You are correctly describing a feature of the index, but it does not help the optimiser. It will still scan all the pages. In theory it could read fewer pages if the cardinality of the leading column were low enough by instead performing a series of seeks, however it does not do this in practice.
Code:
USE test;
IF EXISTS (SELECT NULL FROM sys.tables WHERE object_id = OBJECT_ID('dbo.low_cardinatilty'))
BEGIN
DROP TABLE dbo.low_cardinatilty;
END;
CREATE TABLE dbo.low_cardinatilty
(
leading_column BIT NOT NULL
, second_column INT NOT NULL
, datas CHAR(100) COLLATE Latin1_General_CI_AS NOT NULL
, CONSTRAINT pk_low_cardinatilty PRIMARY KEY CLUSTERED (leading_column, second_column) WITH (FILLFACTOR = 100)
) ON [PRIMARY];
INSERT INTO dbo.low_cardinatilty
(
leading_column
, second_column
, datas
)
SELECT leading_column = number % 2
, second_column = FLOOR(number/2.0)
, datas = REPLICATE('YAYA', 25)
FROM dbo.numbers
SET STATISTICS TIME, IO, PROFILE ON
SELECT *
FROM dbo.low_cardinatilty
WHERE second_column = 0
SET STATISTICS TIME, IO, PROFILE OFF
In the above, the optimiser scans rather than seeks. The scan reads 929 pages. The index depth is 3 (including leaf) so two seeks would only require 3 reads each. We can prove this empirically:
Code:
SET STATISTICS TIME, IO, PROFILE ON
SELECT *
FROM dbo.low_cardinatilty
WHERE second_column = 0
AND leading_column = 0
UNION ALL
SELECT *
FROM dbo.low_cardinatilty
WHERE second_column = 0
AND leading_column = 1
SET STATISTICS TIME, IO, PROFILE OFF
The point is, this is not an optimisation the team bothered putting in to the cost based optimiser, presumably because contrived examples like this are going to be very rare.

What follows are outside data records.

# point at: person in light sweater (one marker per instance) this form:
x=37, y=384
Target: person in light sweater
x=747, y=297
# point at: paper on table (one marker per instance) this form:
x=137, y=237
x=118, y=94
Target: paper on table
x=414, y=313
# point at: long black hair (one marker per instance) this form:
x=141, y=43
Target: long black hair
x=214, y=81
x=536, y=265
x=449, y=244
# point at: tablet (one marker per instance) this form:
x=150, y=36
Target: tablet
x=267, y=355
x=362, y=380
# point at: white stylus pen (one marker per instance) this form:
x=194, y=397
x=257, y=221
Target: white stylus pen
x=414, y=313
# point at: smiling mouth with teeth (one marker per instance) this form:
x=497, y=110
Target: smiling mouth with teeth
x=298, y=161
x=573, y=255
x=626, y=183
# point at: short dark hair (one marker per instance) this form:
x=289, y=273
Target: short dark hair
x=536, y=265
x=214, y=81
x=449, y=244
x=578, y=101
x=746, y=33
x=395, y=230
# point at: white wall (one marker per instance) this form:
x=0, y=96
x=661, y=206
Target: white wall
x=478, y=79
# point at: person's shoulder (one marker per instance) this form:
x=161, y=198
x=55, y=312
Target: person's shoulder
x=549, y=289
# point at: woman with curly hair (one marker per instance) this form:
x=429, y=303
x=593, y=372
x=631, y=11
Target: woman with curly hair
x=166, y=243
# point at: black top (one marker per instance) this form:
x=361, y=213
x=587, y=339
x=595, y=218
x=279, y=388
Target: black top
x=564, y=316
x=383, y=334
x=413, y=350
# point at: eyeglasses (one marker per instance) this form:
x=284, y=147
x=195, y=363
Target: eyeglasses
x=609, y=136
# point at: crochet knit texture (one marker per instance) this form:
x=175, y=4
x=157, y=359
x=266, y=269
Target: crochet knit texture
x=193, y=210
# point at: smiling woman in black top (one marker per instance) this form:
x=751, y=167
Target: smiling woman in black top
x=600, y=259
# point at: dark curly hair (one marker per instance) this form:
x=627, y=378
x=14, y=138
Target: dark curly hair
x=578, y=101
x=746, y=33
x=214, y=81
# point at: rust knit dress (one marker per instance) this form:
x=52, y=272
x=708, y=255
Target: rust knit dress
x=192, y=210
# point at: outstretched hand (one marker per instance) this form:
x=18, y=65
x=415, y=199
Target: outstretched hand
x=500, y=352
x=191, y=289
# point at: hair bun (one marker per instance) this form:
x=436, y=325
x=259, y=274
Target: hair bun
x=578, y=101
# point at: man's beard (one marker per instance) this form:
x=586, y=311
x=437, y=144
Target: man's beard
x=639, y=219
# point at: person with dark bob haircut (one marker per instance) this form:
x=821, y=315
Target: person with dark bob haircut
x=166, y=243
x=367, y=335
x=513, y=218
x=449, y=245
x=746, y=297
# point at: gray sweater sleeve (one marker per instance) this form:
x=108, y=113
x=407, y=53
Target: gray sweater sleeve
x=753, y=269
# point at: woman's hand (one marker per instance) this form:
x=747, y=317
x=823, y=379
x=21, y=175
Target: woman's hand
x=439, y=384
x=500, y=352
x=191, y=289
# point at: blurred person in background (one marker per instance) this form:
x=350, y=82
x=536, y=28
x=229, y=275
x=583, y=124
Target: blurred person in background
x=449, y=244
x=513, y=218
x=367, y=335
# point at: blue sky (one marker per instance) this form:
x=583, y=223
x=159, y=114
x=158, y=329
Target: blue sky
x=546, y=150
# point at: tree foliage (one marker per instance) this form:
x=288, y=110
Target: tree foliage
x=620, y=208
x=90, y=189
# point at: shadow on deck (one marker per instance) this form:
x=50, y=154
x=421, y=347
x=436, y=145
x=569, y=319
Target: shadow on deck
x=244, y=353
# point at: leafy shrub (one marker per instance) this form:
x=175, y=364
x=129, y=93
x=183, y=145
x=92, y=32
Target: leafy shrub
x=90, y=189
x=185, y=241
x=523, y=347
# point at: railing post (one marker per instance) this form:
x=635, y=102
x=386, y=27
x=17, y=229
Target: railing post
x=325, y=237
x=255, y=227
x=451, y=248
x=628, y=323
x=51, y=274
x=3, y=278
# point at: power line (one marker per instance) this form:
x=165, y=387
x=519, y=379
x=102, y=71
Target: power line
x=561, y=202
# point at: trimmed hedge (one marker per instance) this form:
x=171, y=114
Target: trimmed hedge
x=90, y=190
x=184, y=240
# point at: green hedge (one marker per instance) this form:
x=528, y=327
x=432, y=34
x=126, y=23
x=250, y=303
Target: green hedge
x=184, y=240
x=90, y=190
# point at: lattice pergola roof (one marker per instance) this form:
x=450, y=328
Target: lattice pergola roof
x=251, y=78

A clustered index clusters the table data together. The leaf level of the index is the table. As such, it is a B-Tree index and also the table. Arguably since SQL Server 2005 and the introduction of includes columns, non-clustered indexes have become a little like clustered-indexes-lite but we are getting in to some of the complications I referred to earlier.